Shannen Fong, Vice President and Head of Strategic Communications and Sustainability of Income Insurance added: "It is our shared responsibility to build a stronger Singapore for our future generations. We are keen on collaborative efforts that pave the way for enduring positive change that empowers and uplifts Singaporeans. We welcome dialogues and actions with like-minded partners and to build an ecosystem that supports and improve our collective resilience in Singapore."


[1] Demographic groups are defined by gender, age, marital status, housing type, employment status and education level.

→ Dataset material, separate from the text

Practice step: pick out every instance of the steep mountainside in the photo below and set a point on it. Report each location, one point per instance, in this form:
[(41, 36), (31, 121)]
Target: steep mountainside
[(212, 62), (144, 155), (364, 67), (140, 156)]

[2] 959 respondents were recruited from a random sample of 1,250 participants of the Singapore Life Panel and 1,062 participants were recruited from a random sample of 3,200 Singaporean households obtained from the Department of Statistics Singapore.

[3] Mean scores reflect the average scores of the sample by summing up the scores of each individual and dividing it by the number of people in the sample.

[4] Midpoint is the number between the lowest and highest possible score based on the number of questions that were fielded for each resilience domain. By comparing mean to midpoint, the respondents were found to fare better for each domain.

[5] About one fifth of respondents were in each of these five age groups – 26 to 35 years old, 36 to 45 years old, 46 to 55 years old, 56 to 65 years old and 66 to 78 years old.

[6] Respondents’ levels of education are grouped according to primary education and below, secondary, post-secondary prior to university, and university and above.